NATO: Fighting in eastern Ukraine fiercer than ever
BRUSSELS (AP) -- Fighting in eastern Ukraine is fiercer than ever in some locations, NATO's top commander in Europe said Thursday - adding that the weapons systems seen now in the region have in the past heralded a fresh incursion by Russian troops.
"Violence has intensified and changed character in Ukraine," U.S. Air Force Gen. Philip Breedlove told a news conference at NATO headquarters. He said the fighting has re-escalated to levels seen before the Sept. 5 Minsk cease-fire agreement "and in some cases beyond."
Questioned by reporters, Breedlove, the alliance's chief commander in Europe, said he couldn't confirm Ukrainian authorities' statements that 9,000 Russian troops had entered the country.

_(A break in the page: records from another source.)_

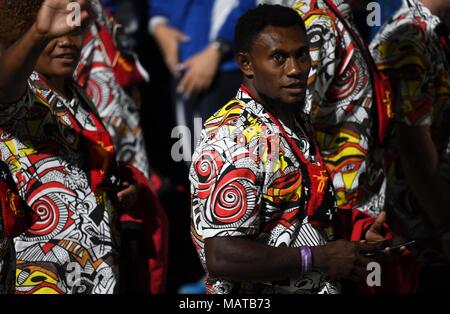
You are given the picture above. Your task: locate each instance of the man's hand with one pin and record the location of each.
(169, 40)
(376, 230)
(129, 195)
(53, 16)
(343, 259)
(446, 247)
(200, 71)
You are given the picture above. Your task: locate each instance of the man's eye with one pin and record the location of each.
(302, 54)
(278, 57)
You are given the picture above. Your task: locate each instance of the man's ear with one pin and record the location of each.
(243, 59)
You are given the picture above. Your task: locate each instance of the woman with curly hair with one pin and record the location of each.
(57, 155)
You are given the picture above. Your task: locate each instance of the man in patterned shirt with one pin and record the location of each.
(341, 102)
(413, 49)
(263, 206)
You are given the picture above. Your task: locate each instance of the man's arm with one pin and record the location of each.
(243, 259)
(18, 60)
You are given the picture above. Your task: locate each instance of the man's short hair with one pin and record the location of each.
(256, 20)
(16, 17)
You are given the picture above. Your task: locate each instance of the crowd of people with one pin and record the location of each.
(318, 144)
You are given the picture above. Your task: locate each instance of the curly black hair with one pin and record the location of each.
(255, 20)
(16, 17)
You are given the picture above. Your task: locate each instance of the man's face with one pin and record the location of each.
(279, 64)
(60, 57)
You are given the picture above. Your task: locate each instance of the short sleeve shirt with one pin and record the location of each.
(244, 186)
(340, 100)
(409, 51)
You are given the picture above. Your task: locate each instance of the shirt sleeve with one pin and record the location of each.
(16, 110)
(323, 38)
(226, 32)
(225, 194)
(402, 54)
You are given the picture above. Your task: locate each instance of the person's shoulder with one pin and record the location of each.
(407, 25)
(226, 116)
(314, 14)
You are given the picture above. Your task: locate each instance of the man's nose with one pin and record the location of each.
(294, 67)
(65, 41)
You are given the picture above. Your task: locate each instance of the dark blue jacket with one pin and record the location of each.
(196, 19)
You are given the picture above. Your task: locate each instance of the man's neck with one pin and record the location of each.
(280, 111)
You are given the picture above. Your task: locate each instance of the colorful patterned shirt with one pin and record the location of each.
(73, 247)
(340, 100)
(409, 51)
(119, 112)
(247, 181)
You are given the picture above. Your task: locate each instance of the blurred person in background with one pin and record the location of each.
(413, 50)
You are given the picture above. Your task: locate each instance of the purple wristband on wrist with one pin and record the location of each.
(306, 258)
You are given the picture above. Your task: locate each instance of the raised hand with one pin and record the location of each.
(54, 16)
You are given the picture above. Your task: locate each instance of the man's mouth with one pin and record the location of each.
(296, 88)
(68, 57)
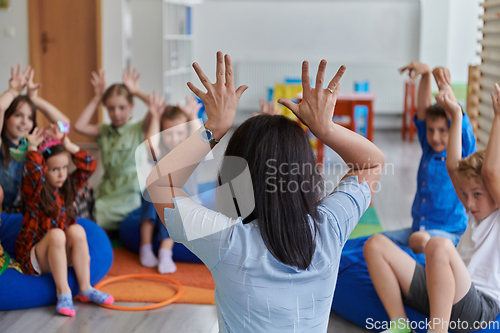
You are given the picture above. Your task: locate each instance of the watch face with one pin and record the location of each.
(206, 135)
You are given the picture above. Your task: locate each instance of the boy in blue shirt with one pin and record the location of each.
(436, 209)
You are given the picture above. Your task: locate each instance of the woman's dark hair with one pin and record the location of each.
(286, 185)
(67, 191)
(8, 113)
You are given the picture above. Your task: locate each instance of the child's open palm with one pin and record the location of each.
(130, 79)
(156, 104)
(17, 80)
(317, 106)
(415, 69)
(33, 87)
(36, 137)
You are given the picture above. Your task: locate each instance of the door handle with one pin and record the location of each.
(45, 40)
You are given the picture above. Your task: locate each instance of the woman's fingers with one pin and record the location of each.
(241, 90)
(336, 79)
(229, 72)
(320, 76)
(196, 91)
(306, 81)
(289, 104)
(203, 78)
(219, 69)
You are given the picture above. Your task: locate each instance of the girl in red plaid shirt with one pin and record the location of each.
(50, 239)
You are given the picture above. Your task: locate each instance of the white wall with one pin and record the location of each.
(364, 31)
(14, 49)
(282, 30)
(463, 37)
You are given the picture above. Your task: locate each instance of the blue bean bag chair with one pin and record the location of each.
(19, 291)
(355, 298)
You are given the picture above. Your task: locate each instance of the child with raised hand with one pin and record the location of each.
(17, 119)
(458, 286)
(119, 194)
(50, 239)
(177, 124)
(436, 209)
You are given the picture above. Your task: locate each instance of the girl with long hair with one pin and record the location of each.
(50, 239)
(18, 119)
(275, 266)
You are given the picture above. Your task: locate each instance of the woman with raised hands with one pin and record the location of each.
(275, 266)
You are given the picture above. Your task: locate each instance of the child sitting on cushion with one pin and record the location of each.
(177, 123)
(50, 239)
(459, 288)
(436, 209)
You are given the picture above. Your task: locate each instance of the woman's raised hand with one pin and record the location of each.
(317, 106)
(98, 80)
(33, 87)
(221, 99)
(156, 105)
(18, 79)
(191, 108)
(130, 79)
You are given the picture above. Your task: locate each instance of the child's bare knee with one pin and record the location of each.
(374, 244)
(76, 232)
(56, 237)
(437, 246)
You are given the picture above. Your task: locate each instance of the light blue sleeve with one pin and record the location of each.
(346, 205)
(207, 233)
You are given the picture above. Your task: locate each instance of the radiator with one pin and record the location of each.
(385, 81)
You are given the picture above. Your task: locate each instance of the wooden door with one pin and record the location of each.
(65, 47)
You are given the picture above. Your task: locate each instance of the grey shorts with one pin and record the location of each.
(475, 306)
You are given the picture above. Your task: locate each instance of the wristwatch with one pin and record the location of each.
(208, 136)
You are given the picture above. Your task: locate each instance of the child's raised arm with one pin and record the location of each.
(17, 83)
(447, 100)
(491, 163)
(52, 113)
(424, 99)
(130, 78)
(82, 124)
(156, 106)
(316, 110)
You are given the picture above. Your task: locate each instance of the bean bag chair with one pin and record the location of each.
(20, 291)
(355, 298)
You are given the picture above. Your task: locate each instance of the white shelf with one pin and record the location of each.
(178, 37)
(183, 2)
(177, 71)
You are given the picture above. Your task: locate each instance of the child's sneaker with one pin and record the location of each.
(96, 296)
(65, 304)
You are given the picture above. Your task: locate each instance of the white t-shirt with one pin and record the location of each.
(480, 251)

"(But) what we do see is that the Russian-backed forces have renewed capability now to bring pressure on the Ukrainian forces, and have in several places moved the line of contact to the west," he added.
What's more, said Breedlove, NATO intelligence has begun to detect "the signatures of air defense systems and electronic warfare systems that have accompanied past Russian troop movements into Ukraine."
He declined to specify which systems, and whether they include the Buk mobile surface-to-air missile battery blamed for shooting down a Malaysian jetliner on July 17, killing all 298 people aboard. But on two prior occasions, Breedlove said, deployment of such weaponry was accompanied by a border crossing by Russian troops.
"We see the same types of equipment, etc. in eastern Ukraine now," he said.
Breedlove spoke after defense chiefs from NATO's 28 nations met to help the alliance meet its wide-ranging agenda for 2015.
Without disclosing many details, Breedlove said a decision was made taken to restore direct contacts between NATO and the chief of the Russian general staff, Gen. Valery Gerasimov, ties that were broken off after Russia's annexation of Crimea last March.